Información de la receta
- Tiempo de preparación: 40 minutos
- Tiempo de cocinado: 30 minutos
- Tiempo total: 1 hora y 10 minutos
- Raciones: 4
- Categoría: Plato principal
- Tipo de cocina: Cocina mexicana
- Calorías por ración: 420 kcal
Ingredientes
Para la masa roja
- 2 tazas de masa harina de maíz nixtamalizado
- 4–6 chiles guajillo secos sin semillas
- 1 chile ancho seco sin semillas (opcional)
- 1½–2 tazas de agua tibia o caldo ligero
- ½ cucharadita de sal
- 1 cucharada de manteca de cerdo o aceite vegetal (opcional)
Para el relleno
- 200–250 g de queso fresco o queso ranchero
- 2 tomatillos medianos
- 1–2 chiles serranos
- ¼ de cebolla blanca
- 1 diente de ajo
- 1 cucharada de aceite vegetal
- Sal al gusto
Para freír y servir
- Aceite vegetal o manteca suficiente para freír
- Lechuga
- Crema mexicana
- Queso fresco desmoronado adicional
- Cebolla blanca o morada (opcional)
- Aguacate o salsa picante (opcional)
Como hacer enchiladas potosinas
- Preparar la salsa de chile para la masa: Tuesta ligeramente los chiles en un comal caliente solo unos segundos por lado para intensificar su sabor sin permitir que se quemen, ya que esto los volvería amargos. Después colócalos en agua muy caliente y déjalos reposar hasta que estén completamente suaves. Licúalos con parte del agua de remojo y una pizca de sal hasta obtener una salsa tersa, y cuélala para asegurar una textura fina que permita que la masa quede suave y sin residuos.
- Formar y reposar la masa roja: Coloca la masa harina en un recipiente amplio, añade la sal, parte de la salsa de chile y la manteca si decides usarla, e incorpora poco a poco el agua tibia hasta lograr una masa húmeda, suave y maleable que no se pegue a las manos y tenga una consistencia similar a la plastilina. Amasa durante varios minutos para activar la textura adecuada y cubre la masa con un paño húmedo para dejarla reposar, lo que permitirá que la harina se hidrate por completo y evitará que las tortillas se agrieten al formarlas.
- Cocinar la salsa del relleno: Asa los tomatillos, los chiles serranos, la cebolla y el ajo en un comal hasta que tomen un ligero color tostado que aporte profundidad de sabor. Luego licúa todo con una pequeña cantidad de agua hasta obtener una salsa espesa. Caliéntala en una sartén con el aceite y cocina hasta que cambie ligeramente de color y concentre su sabor, removiendo con frecuencia y sazonando al final; es importante dejarla enfriar antes de mezclarla con el queso para que el relleno mantenga buena textura y no se derrita en exceso.
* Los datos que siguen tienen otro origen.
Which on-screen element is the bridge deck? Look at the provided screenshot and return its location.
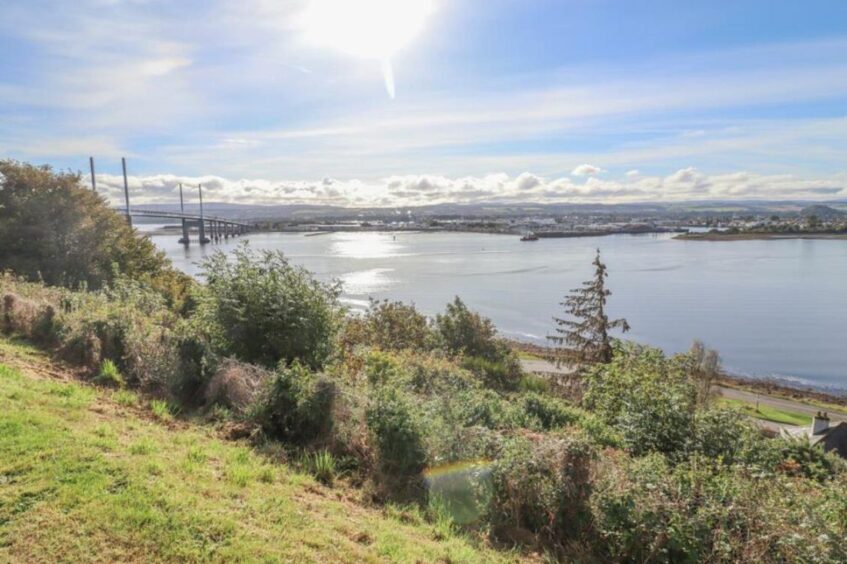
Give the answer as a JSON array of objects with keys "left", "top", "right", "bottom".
[{"left": 129, "top": 209, "right": 250, "bottom": 227}]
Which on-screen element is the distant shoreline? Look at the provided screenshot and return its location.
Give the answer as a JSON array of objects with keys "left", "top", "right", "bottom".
[
  {"left": 506, "top": 339, "right": 847, "bottom": 409},
  {"left": 144, "top": 225, "right": 684, "bottom": 239},
  {"left": 674, "top": 231, "right": 847, "bottom": 241}
]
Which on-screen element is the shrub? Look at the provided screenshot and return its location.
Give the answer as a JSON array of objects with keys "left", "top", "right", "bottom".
[
  {"left": 345, "top": 300, "right": 435, "bottom": 351},
  {"left": 0, "top": 292, "right": 56, "bottom": 345},
  {"left": 435, "top": 297, "right": 498, "bottom": 360},
  {"left": 95, "top": 359, "right": 126, "bottom": 388},
  {"left": 366, "top": 388, "right": 427, "bottom": 494},
  {"left": 489, "top": 435, "right": 594, "bottom": 543},
  {"left": 461, "top": 349, "right": 523, "bottom": 390},
  {"left": 150, "top": 400, "right": 173, "bottom": 421},
  {"left": 197, "top": 244, "right": 341, "bottom": 368},
  {"left": 0, "top": 160, "right": 193, "bottom": 307},
  {"left": 205, "top": 359, "right": 270, "bottom": 415},
  {"left": 364, "top": 351, "right": 479, "bottom": 395},
  {"left": 518, "top": 393, "right": 584, "bottom": 431},
  {"left": 591, "top": 453, "right": 847, "bottom": 562},
  {"left": 690, "top": 409, "right": 764, "bottom": 464},
  {"left": 254, "top": 362, "right": 336, "bottom": 445},
  {"left": 584, "top": 343, "right": 697, "bottom": 455}
]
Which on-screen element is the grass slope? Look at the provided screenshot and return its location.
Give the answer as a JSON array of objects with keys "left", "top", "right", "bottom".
[
  {"left": 0, "top": 341, "right": 514, "bottom": 562},
  {"left": 718, "top": 398, "right": 812, "bottom": 426}
]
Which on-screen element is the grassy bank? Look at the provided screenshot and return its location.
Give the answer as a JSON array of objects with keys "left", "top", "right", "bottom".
[
  {"left": 718, "top": 398, "right": 812, "bottom": 426},
  {"left": 0, "top": 340, "right": 504, "bottom": 562}
]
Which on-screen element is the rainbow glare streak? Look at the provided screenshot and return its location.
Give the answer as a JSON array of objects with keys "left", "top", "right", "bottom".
[
  {"left": 424, "top": 460, "right": 491, "bottom": 481},
  {"left": 424, "top": 460, "right": 493, "bottom": 525}
]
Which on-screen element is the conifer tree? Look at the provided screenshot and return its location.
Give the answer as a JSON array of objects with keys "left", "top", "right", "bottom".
[{"left": 547, "top": 249, "right": 629, "bottom": 363}]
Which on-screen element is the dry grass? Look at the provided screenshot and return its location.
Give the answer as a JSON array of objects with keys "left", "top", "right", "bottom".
[{"left": 0, "top": 341, "right": 511, "bottom": 562}]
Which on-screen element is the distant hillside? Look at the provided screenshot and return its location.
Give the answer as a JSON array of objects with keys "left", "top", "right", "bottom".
[
  {"left": 127, "top": 200, "right": 847, "bottom": 223},
  {"left": 800, "top": 204, "right": 847, "bottom": 219}
]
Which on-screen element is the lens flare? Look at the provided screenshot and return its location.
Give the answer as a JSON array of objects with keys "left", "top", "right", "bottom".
[
  {"left": 424, "top": 460, "right": 491, "bottom": 525},
  {"left": 299, "top": 0, "right": 435, "bottom": 98}
]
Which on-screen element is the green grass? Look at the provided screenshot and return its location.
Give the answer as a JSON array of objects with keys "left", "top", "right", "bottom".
[
  {"left": 718, "top": 398, "right": 812, "bottom": 426},
  {"left": 0, "top": 339, "right": 515, "bottom": 562}
]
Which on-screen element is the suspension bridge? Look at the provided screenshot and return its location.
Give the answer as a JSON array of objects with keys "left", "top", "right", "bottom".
[{"left": 89, "top": 157, "right": 250, "bottom": 245}]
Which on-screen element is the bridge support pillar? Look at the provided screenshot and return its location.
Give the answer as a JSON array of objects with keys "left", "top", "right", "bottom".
[{"left": 199, "top": 219, "right": 209, "bottom": 245}]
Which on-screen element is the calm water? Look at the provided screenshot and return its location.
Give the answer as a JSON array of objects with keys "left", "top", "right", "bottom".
[{"left": 154, "top": 229, "right": 847, "bottom": 390}]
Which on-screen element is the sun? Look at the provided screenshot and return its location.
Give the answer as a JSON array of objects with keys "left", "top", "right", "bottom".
[{"left": 300, "top": 0, "right": 435, "bottom": 98}]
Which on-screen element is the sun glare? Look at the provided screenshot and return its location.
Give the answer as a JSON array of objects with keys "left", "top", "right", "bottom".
[{"left": 300, "top": 0, "right": 435, "bottom": 98}]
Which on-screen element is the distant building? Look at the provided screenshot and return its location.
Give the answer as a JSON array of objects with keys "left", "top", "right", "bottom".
[{"left": 808, "top": 411, "right": 847, "bottom": 458}]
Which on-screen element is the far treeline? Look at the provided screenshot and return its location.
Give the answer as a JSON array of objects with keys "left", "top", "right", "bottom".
[{"left": 0, "top": 161, "right": 847, "bottom": 562}]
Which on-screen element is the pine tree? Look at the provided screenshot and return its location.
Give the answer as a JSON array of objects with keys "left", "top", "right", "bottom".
[{"left": 547, "top": 249, "right": 629, "bottom": 363}]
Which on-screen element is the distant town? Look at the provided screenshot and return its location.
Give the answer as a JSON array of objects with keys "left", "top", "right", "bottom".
[{"left": 149, "top": 202, "right": 847, "bottom": 240}]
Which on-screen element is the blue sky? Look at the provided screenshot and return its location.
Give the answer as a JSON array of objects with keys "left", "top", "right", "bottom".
[{"left": 0, "top": 0, "right": 847, "bottom": 206}]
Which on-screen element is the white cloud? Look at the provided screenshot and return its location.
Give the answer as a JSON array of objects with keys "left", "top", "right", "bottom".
[
  {"left": 89, "top": 168, "right": 847, "bottom": 207},
  {"left": 571, "top": 163, "right": 606, "bottom": 176}
]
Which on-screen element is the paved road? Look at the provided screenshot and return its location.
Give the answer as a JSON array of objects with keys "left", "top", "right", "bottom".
[{"left": 521, "top": 359, "right": 847, "bottom": 429}]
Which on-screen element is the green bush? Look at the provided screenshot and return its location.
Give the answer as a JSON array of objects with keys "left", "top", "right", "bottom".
[
  {"left": 489, "top": 435, "right": 594, "bottom": 544},
  {"left": 253, "top": 362, "right": 336, "bottom": 445},
  {"left": 95, "top": 359, "right": 126, "bottom": 388},
  {"left": 364, "top": 351, "right": 479, "bottom": 396},
  {"left": 366, "top": 388, "right": 427, "bottom": 482},
  {"left": 584, "top": 343, "right": 697, "bottom": 455},
  {"left": 435, "top": 297, "right": 498, "bottom": 360},
  {"left": 345, "top": 300, "right": 435, "bottom": 352},
  {"left": 197, "top": 243, "right": 341, "bottom": 368},
  {"left": 591, "top": 453, "right": 847, "bottom": 562},
  {"left": 461, "top": 347, "right": 523, "bottom": 390},
  {"left": 0, "top": 160, "right": 193, "bottom": 307},
  {"left": 518, "top": 393, "right": 584, "bottom": 431}
]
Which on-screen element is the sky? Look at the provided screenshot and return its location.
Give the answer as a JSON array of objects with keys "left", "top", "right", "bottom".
[{"left": 0, "top": 0, "right": 847, "bottom": 207}]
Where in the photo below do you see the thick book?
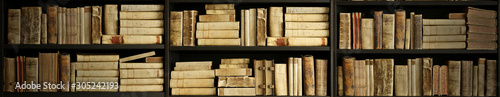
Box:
[171,79,215,88]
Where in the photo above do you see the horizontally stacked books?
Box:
[170,61,216,95]
[337,57,497,96]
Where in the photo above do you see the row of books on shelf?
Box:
[7,4,164,44]
[3,51,164,92]
[337,57,497,96]
[170,4,330,46]
[170,55,328,96]
[339,7,498,50]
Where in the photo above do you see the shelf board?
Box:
[4,44,165,50]
[337,1,498,6]
[169,46,330,51]
[337,50,498,54]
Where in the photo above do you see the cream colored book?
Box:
[119,85,163,92]
[170,79,215,88]
[120,78,164,85]
[196,22,240,30]
[120,11,163,20]
[172,88,217,95]
[120,69,165,78]
[199,14,236,22]
[215,68,252,76]
[121,4,164,11]
[198,38,241,46]
[285,30,330,38]
[170,70,215,79]
[285,22,330,30]
[76,70,120,77]
[286,7,330,13]
[120,20,163,28]
[120,28,164,35]
[285,13,329,22]
[196,30,240,39]
[120,63,163,69]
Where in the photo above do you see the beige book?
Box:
[422,35,467,42]
[286,7,330,13]
[205,9,236,14]
[199,14,236,22]
[120,69,164,78]
[172,88,217,95]
[170,79,215,88]
[423,26,467,35]
[198,38,240,46]
[285,30,330,38]
[196,22,240,30]
[217,88,255,96]
[217,77,255,88]
[119,85,163,92]
[120,63,163,69]
[423,19,465,26]
[215,68,252,76]
[120,28,163,35]
[170,70,215,79]
[269,7,284,37]
[120,20,163,28]
[285,13,329,22]
[76,53,120,62]
[120,78,163,86]
[76,70,119,77]
[288,38,328,46]
[104,4,118,35]
[285,22,330,30]
[423,42,465,49]
[120,11,163,20]
[121,4,163,11]
[196,30,240,39]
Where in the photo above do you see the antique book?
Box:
[215,68,252,76]
[120,63,163,69]
[339,13,350,49]
[119,85,163,92]
[205,4,234,10]
[21,7,42,44]
[198,38,241,46]
[170,11,184,46]
[423,26,467,35]
[217,88,256,96]
[120,78,163,84]
[120,11,163,20]
[285,13,329,22]
[219,77,255,88]
[205,9,235,14]
[170,70,215,79]
[285,22,330,30]
[120,4,163,11]
[172,88,217,95]
[184,10,198,46]
[199,14,236,22]
[286,7,330,13]
[394,65,409,96]
[196,30,240,39]
[119,51,156,63]
[7,9,21,44]
[103,4,118,35]
[171,79,215,88]
[422,42,465,49]
[269,7,286,37]
[448,61,462,96]
[120,28,164,35]
[271,63,288,96]
[92,6,102,44]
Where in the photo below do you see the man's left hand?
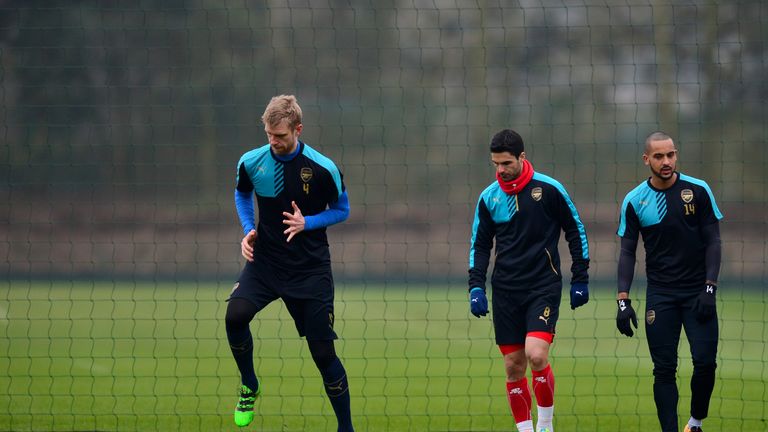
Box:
[283,201,305,242]
[571,282,589,310]
[693,283,717,322]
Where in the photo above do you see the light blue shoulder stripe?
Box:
[237,144,282,197]
[616,182,645,237]
[469,195,483,268]
[616,181,667,237]
[469,182,509,268]
[480,181,517,223]
[680,173,723,220]
[533,171,589,259]
[303,143,343,197]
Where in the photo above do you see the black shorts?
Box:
[228,258,338,340]
[645,287,720,369]
[491,281,563,345]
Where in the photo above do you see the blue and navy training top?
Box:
[469,172,589,291]
[236,141,348,272]
[617,173,723,289]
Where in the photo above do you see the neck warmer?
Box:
[496,159,533,195]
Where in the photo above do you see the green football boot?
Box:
[235,385,261,427]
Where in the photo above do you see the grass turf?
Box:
[0,281,768,431]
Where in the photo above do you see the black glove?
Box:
[616,299,637,337]
[692,283,717,322]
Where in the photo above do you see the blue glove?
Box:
[571,282,589,310]
[469,287,488,318]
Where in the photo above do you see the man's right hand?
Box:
[616,299,637,337]
[240,230,256,262]
[469,287,488,318]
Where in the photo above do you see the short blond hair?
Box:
[261,95,302,129]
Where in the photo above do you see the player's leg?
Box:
[683,297,719,428]
[224,263,277,427]
[499,344,533,432]
[525,283,562,432]
[283,272,354,432]
[525,332,555,432]
[307,340,354,431]
[491,288,533,432]
[645,290,682,432]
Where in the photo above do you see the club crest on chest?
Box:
[299,167,313,183]
[531,187,542,201]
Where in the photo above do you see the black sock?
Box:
[226,299,259,392]
[320,357,354,432]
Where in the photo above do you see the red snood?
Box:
[496,159,533,195]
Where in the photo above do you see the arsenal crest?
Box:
[645,309,656,325]
[680,189,693,204]
[531,187,541,201]
[301,167,312,183]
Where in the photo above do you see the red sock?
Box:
[531,365,555,407]
[507,377,531,423]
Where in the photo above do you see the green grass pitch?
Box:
[0,281,768,431]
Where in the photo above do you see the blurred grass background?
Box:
[0,281,768,431]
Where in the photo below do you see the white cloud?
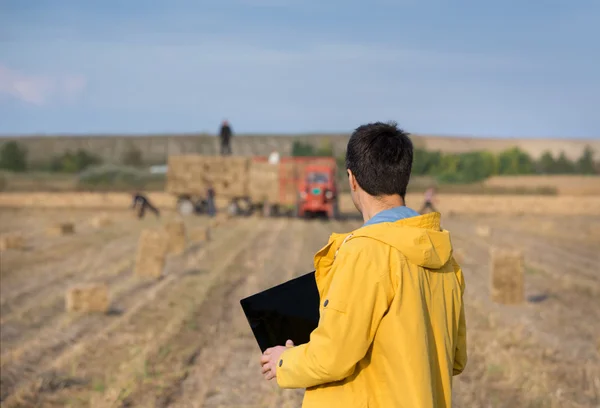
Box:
[0,63,87,106]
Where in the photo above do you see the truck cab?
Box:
[297,164,339,219]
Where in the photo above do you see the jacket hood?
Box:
[353,212,452,269]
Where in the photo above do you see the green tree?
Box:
[50,149,102,173]
[498,147,534,175]
[0,140,27,172]
[412,148,442,176]
[576,146,596,174]
[292,140,316,157]
[315,140,333,157]
[537,151,556,174]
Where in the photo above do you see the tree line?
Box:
[0,141,144,173]
[292,141,600,183]
[0,141,600,183]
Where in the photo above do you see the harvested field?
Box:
[0,193,600,216]
[0,204,600,408]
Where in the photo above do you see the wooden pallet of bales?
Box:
[65,283,110,313]
[490,248,525,304]
[165,221,187,255]
[166,155,250,198]
[0,233,25,251]
[46,222,75,237]
[134,229,168,279]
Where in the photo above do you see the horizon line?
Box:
[0,131,600,141]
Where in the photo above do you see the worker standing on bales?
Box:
[219,120,233,156]
[131,192,160,219]
[261,123,467,408]
[419,186,437,214]
[269,150,279,164]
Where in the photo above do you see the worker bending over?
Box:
[261,123,467,408]
[131,192,160,218]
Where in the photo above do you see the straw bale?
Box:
[248,162,280,203]
[189,227,210,242]
[490,248,525,304]
[166,155,250,198]
[134,229,168,278]
[165,221,187,254]
[452,248,465,266]
[46,222,75,237]
[65,283,110,313]
[90,213,112,228]
[0,234,25,251]
[475,225,492,238]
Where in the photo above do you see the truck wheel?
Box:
[333,200,340,220]
[228,201,240,216]
[177,199,194,215]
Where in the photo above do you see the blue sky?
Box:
[0,0,600,138]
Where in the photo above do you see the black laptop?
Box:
[240,271,319,353]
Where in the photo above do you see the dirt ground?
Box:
[0,208,600,408]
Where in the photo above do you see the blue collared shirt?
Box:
[363,206,420,227]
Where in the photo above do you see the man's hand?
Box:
[260,340,294,380]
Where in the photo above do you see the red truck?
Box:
[245,157,339,219]
[296,161,339,219]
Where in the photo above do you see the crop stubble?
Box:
[1,209,600,408]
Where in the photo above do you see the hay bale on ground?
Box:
[46,222,75,237]
[90,214,112,228]
[490,248,525,304]
[208,212,232,228]
[134,230,168,278]
[65,283,110,313]
[475,225,492,238]
[165,221,187,254]
[452,248,465,266]
[189,227,210,242]
[0,234,25,251]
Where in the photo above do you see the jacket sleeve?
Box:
[277,238,393,388]
[453,265,467,375]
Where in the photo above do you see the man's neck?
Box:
[362,195,404,222]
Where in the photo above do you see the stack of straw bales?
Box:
[65,284,110,313]
[0,234,25,251]
[134,229,168,278]
[248,162,281,203]
[475,225,492,238]
[46,222,75,237]
[490,248,525,304]
[165,221,187,254]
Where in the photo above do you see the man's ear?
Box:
[348,170,358,191]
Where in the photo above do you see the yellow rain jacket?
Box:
[277,213,467,408]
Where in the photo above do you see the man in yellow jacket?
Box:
[261,123,467,408]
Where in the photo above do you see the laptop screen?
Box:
[240,271,319,352]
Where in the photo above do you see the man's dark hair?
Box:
[346,122,413,198]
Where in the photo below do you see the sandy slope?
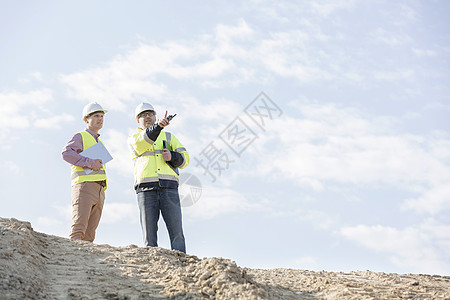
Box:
[0,218,450,299]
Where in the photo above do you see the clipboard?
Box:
[80,142,113,174]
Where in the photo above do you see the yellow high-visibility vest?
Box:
[128,128,189,186]
[71,131,106,190]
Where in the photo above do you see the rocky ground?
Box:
[0,218,450,300]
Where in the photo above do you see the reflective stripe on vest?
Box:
[130,129,186,185]
[71,131,106,190]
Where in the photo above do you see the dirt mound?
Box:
[0,218,450,300]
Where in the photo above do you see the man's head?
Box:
[135,102,156,129]
[83,102,107,133]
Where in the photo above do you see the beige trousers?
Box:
[69,181,105,242]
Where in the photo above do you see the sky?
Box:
[0,0,450,275]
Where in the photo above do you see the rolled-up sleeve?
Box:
[61,133,94,169]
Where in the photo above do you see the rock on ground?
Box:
[0,218,450,300]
- Preparar el relleno: Desmorona el queso y mézclalo con la salsa ya fría hasta conseguir un relleno húmedo pero firme que pueda colocarse dentro de la tortilla sin que se salga. Si el queso es muy húmedo, presiónalo ligeramente para retirar exceso de suero, lo que ayudará a que las enchiladas permanezcan cerradas durante la cocción y fritura.
- Formar las tortillas y rellenar: Divide la masa en porciones pequeñas, mantenlas cubiertas para que no se sequen y aplánalas entre plásticos con una prensa o un objeto pesado hasta obtener discos delgados. Coloca una porción moderada de relleno en el centro, dobla formando una media luna y presiona suavemente los bordes para sellar, procurando no excederte con el relleno para evitar que se abran después. Cocina brevemente cada pieza en un comal caliente solo hasta que cambie de color y permanezca flexible, ya que terminarán su cocción al freírse.
- Freír las enchiladas: Calienta suficiente aceite a temperatura media y fríe las enchiladas en tandas pequeñas hasta que estén ligeramente doradas y crujientes por fuera pero aún suaves por dentro. Mantener la temperatura correcta es clave para que no absorban grasa ni se quemen, por lo que conviene probar primero con un pequeño trozo de masa que debe burbujear suavemente. Retíralas y colócalas sobre papel absorbente para eliminar el exceso de aceite.
- Servir correctamente: Acomoda varias enchiladas calientes en cada plato y agrega encima la lechuga finamente cortada, la crema, el queso adicional y la cebolla en rebanadas delgadas, incorporando aguacate o salsa al gusto si deseas. Se disfrutan mejor recién hechas y pueden acompañarse con frijoles, arroz o agua fresca para completar una comida tradicional.